Behandlungsmethoden

Mann und Frau machen Joga im Park | ©

Den Schmerz in den Griff kriegen

Fast alle primären und viele sekundäre Kopfschmerzen sind gut behandelbar. Allerdings können vor allem die primären Kopfschmerzen nicht „geheilt“ werden. Wir können jedoch die Zahl Ihrer Kopfschmerz-Episoden reduzieren („Prophylaxe“), bzw. die einzelne Kopfschmerz-Episode möglichst rasch und effektiv beenden („Attacken-Behandlung“). 

Der größte Teil der Kopfschmerz-Syndrome kann ambulant behandelt werden, sollte jedoch von einem Spezialisten begleitet werden. Ein „Kopfschmerz-Kalender“, auf dem Sie Ihre Kopfschmerz-Episoden vermerken und beschreiben, hilft uns bei der Planung und Überwachung Ihrer Therapiemaßnahmen.

Bei sekundären Kopfschmerzformen ist oftmals ein rascher Therapiebeginn und somit eine stationäre Behandlung nötig.
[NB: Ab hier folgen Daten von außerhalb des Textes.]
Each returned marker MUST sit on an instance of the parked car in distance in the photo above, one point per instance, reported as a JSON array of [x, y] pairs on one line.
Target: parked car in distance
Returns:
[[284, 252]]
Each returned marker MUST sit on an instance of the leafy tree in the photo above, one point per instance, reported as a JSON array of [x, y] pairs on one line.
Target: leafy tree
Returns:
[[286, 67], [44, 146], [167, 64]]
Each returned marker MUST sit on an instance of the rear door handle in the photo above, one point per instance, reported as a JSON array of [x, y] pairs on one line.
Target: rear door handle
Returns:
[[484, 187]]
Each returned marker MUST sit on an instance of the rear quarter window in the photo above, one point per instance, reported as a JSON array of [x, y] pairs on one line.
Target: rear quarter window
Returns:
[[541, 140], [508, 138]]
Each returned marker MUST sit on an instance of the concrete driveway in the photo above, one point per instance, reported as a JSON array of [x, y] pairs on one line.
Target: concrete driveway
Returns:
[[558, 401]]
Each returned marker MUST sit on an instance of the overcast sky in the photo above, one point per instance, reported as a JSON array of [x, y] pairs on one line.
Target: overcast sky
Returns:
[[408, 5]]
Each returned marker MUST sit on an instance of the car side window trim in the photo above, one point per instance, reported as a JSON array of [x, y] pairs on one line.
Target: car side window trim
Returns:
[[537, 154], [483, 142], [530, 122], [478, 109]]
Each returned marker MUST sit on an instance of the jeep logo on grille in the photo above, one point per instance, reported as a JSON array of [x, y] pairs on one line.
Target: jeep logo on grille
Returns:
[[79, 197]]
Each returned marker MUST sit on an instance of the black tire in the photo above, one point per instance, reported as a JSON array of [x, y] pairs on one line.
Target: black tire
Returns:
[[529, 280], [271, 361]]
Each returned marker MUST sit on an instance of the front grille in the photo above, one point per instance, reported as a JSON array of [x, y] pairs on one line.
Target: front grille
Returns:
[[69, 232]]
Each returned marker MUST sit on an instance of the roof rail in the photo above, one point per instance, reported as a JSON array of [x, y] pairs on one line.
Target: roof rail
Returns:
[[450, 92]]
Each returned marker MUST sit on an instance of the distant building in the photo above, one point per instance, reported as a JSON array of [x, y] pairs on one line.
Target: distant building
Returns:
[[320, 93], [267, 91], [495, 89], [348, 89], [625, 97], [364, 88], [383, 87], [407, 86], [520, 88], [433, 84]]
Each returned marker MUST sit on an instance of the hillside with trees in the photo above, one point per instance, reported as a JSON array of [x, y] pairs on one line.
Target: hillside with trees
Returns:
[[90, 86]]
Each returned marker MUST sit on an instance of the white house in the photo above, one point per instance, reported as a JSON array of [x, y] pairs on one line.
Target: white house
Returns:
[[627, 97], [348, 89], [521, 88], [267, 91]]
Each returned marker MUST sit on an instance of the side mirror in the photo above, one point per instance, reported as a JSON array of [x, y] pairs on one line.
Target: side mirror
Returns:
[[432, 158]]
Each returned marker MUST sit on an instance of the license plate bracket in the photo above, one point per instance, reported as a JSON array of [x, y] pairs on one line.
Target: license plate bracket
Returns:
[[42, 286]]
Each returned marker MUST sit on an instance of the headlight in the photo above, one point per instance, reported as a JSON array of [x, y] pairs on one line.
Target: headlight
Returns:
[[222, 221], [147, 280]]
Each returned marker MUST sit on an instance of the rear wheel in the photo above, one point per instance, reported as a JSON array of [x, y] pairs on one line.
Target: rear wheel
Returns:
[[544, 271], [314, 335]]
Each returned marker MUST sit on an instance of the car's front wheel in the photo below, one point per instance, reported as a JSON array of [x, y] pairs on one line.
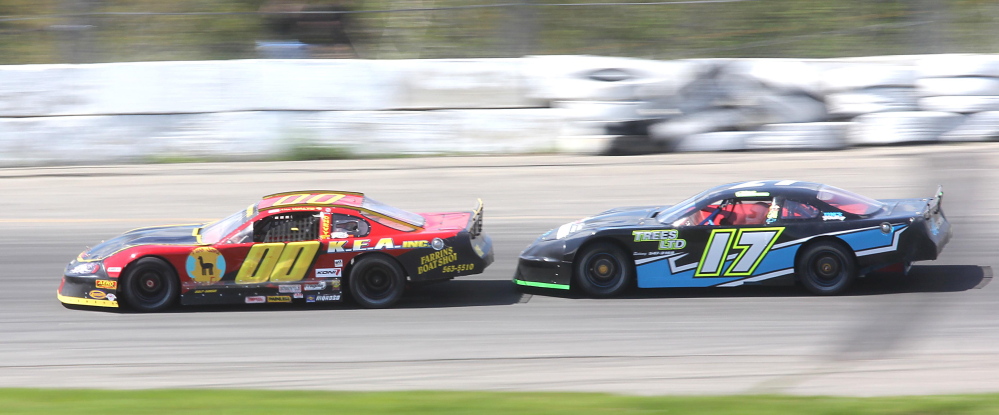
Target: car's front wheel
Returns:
[[149, 284], [376, 282], [826, 268], [603, 270]]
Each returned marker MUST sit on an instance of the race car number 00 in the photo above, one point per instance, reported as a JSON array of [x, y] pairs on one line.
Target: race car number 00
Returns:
[[277, 262], [752, 243]]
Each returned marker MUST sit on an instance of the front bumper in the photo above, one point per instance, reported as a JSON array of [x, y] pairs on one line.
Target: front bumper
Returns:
[[89, 291], [543, 273]]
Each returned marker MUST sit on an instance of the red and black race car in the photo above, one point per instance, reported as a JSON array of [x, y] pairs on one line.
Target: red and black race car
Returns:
[[306, 246]]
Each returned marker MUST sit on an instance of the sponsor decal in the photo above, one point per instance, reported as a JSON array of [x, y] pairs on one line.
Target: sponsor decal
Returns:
[[833, 216], [436, 260], [325, 225], [773, 213], [437, 244], [381, 244], [107, 284], [668, 239], [458, 268], [329, 272], [256, 299], [415, 244], [205, 265], [277, 262], [86, 268], [315, 199], [289, 288], [751, 193]]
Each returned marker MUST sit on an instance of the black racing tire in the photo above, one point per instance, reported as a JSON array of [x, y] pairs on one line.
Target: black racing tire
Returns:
[[149, 284], [376, 282], [603, 270], [826, 268]]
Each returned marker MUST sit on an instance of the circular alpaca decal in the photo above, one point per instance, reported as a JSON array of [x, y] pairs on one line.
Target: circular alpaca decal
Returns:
[[205, 264]]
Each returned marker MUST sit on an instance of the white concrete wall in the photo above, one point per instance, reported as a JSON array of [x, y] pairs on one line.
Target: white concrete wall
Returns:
[[266, 109]]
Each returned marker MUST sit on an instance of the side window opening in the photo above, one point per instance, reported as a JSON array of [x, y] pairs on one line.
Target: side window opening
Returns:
[[289, 227], [794, 210], [351, 225]]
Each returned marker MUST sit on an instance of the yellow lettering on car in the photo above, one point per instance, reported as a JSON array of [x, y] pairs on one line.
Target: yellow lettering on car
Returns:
[[295, 261], [277, 262]]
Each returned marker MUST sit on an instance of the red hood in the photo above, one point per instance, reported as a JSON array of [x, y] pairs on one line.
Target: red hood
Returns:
[[446, 220]]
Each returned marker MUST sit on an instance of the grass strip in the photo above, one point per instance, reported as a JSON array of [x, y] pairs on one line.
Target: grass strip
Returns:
[[247, 402]]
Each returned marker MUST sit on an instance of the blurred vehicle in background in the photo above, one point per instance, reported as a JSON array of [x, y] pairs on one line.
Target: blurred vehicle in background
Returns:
[[289, 247], [758, 232]]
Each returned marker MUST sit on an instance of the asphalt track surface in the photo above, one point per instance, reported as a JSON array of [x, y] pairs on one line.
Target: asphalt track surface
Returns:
[[935, 331]]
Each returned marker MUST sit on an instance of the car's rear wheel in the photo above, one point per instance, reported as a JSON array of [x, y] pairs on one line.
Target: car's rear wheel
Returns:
[[376, 282], [603, 270], [149, 284], [826, 268]]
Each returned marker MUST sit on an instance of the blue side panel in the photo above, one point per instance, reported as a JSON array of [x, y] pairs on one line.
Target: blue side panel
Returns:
[[658, 275], [870, 238], [777, 259]]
Ist die auslösende Ursache erst beseitigt, sind viele Patienten dann tatsächlich „geheilt“. 
Chronische Kopfschmerzen aufgrund eines fälschlichen Gebrauchs von Schmerzmitteln erfordern einen „Entzug“. Dieser kann ebenfalls für einige Tage unter stationärer Überwachung stattfinden. 

Unsere Spezialisten erarbeiten für Sie immer einen individuellen Behandlungsplan. Dieser berücksichtigt neben Ihrer Erkrankung auch Ihr Alter, Begleiterkrankungen, Ihre Lebensumstände, Ihre persönlichen Erwartungen sowie eventuelle Gegenanzeigen. In den meisten Fällen ist eine Kombination aus medikamentösen und nicht-medikamentösen Therapieverfahren ratsam.

Konservative Behandlungsmethoden

Weitere Therapien bei Kopfschmerzen

Die nicht-medikamentösen Verfahren spielen eine große Rolle, denn hier können Sie sich selbst aktiv einbringen. Im Vordergrund stehen Übungen zur Stressbewältigung und Entspannungstraining (Muskelentspannung nach Jacobson, Autogenes Training). Ebenso nützlich ist regelmäßiges Ausdauertraining, wie Joggen, Schwimmen oder Radfahren. Manchmal ist es auch sinnvoll, Ihre Lebensgewohnheiten umzustellen, zum Beispiel indem Sie Ihre Schlafdauer und die Schlafrhythmen anpassen. Wenn bestimmte Nahrungsmittel (zum Beispiel Käse oder Alkohol) als Auslöser identifiziert wurden, streichen Sie diese einfach von Ihrem Speiseplan.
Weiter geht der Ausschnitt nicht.